Doch besser ist's, daß uns dein Vater richte.

Erlaube, daß ich gehe.

KSÉNJA.

Hör, Bojar,

Man kommt zu meinem Vater allzuoft

Mit Dingen, die ihn quälen, und ich bitte,

Vermeide, was ihn kränken müßte.

GALÍZIN verneigt sich stumm.


FIÓDOR.

Wohl,

Ich stelle diese Sache heute noch

Dem Zaren vor und komme, wenn es Zeit ist,

Zu dir mit Botschaft selbst.

GALÍZIN.

Ich danke dir.

Du findest mich im Schloß. Lebt beide wohl.


Galízin ab. Fiódor wendet sich um und sieht Ksénja lächelnd an.


FIÓDOR.

Es ist das alte Lied. Sie kann's nicht lassen.

KSÉNJA blickt auf und lacht.

Ich tu ja nichts. Was lachst du da so dumm?

FIÓDOR.

Das weiß man doch: der Vater ist ein Kind

Und Ksénja seine Amme.[518]

KSÉNJA.

Sprich du nur!

FIÓDOR.

Er kann allein nicht herrschen, Ksénja kommt

Und sagt zu seinem besten Rat: ich bitte,

Tu dies, vermeide das. Dann geht der Karren

Ein Weilchen wieder, dank dem großen Himmel

Und Ksénja, seinen Gang und fährt er sich

Im Sande fest – das Mädchen kommt und rettet,

Wenn ratlos Zar und Volk.

KSÉNJA.

Das kannst du nicht

Verstehen, siehst du, das verstehst du nicht.

Du bist nicht klug genug. Längst weiß ich schon:

Das Denken fällt dir schwer. Merk einmal auf:

Ich dränge mich nicht vor, das ist nicht wahr,

Der Vater ist – das mußt du doch verstehn –

Er ist nun einmal so, daß man für ihn,

Weil er so ist, nur immer etwas tun will.
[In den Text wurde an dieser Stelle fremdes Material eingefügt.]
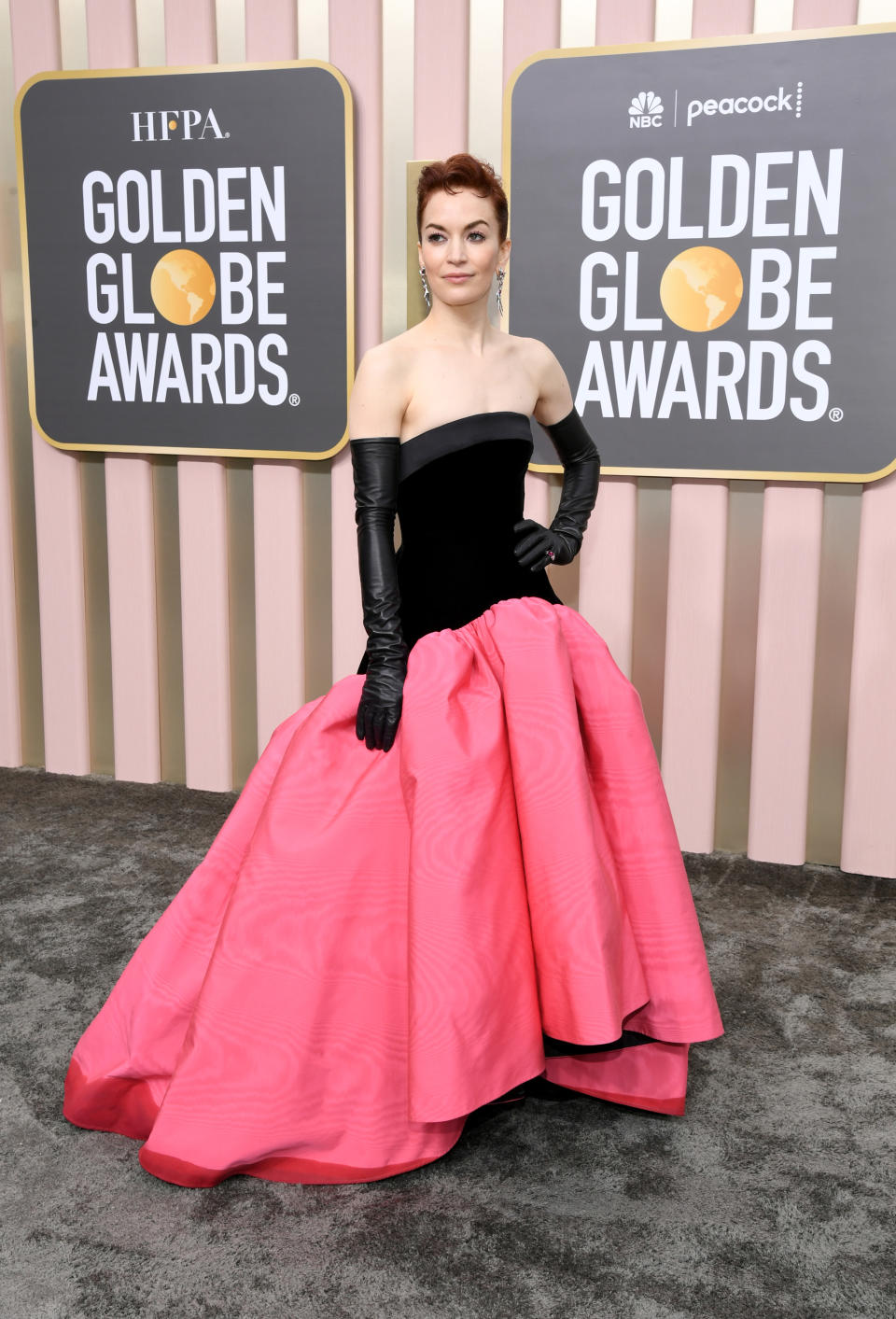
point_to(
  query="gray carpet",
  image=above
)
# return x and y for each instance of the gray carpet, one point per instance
(774, 1195)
Ich denke immer, ob er müde ist,

Ob er nicht etwas wünscht – und allerlei –

Und so sind alle Frauen – du begreifst

Das nicht, weil du ein Mann bist, werden willst

Nach vielen Jahren später irgendwann,

Wenn Gott ein Wunder tut!

FIÓDOR.

Ich muß mich setzen,

Du hast noch viel zu sagen, wie mir scheint –


Zar Borís kommt, bleibt stehen und hört zu, ohne daß die beiden ihn bemerken.


KSÉNJA.

Still, du, du machst mich lachen und ich muß

Dir jetzt erklären – später lachen wir –

Jetzt höre zu –

FIÓDOR.

Ach laß –

KSÉNJA.

Nein, höre nur –

FIÓDOR.

Du hast ja recht!

KSÉNJA.

Das sagst du jetzt –

FIÓDOR.

Im Ernst.


Ksénja nimmt ein Blatt Papier vom Tisch, ballt es zusammen, bedroht ihn damit.


KSÉNJA.

Ich sage dir, wär ich sein Sohn – ich habe

Das oft gewünscht und oft mir ausgedacht –

Wär ich nur auch sein Sohn wie du und könnte

Ihm helfen so wie du –[519]

FIÓDOR.

springt auf: Ich seh dich schon

In Stiefeln und mit Säbel.

KSÉNJA.

Bin ich erst

Sein Sohn, dann gib nur acht –


Sie wirft den Papierball nach ihm.


FIÓDOR.

Ich fange dich –

KSÉNJA.

Versuch's –

FIÓDOR.

So lauf doch nur –

KSÉNJA.

So fang mich doch,

Wenn du so hurtig bist –


Sie will davon und fällt lachend in die Arme des Zaren. Gleich darauf kommt die Zarin Maria mit dem Herzog Christian von Dänemark.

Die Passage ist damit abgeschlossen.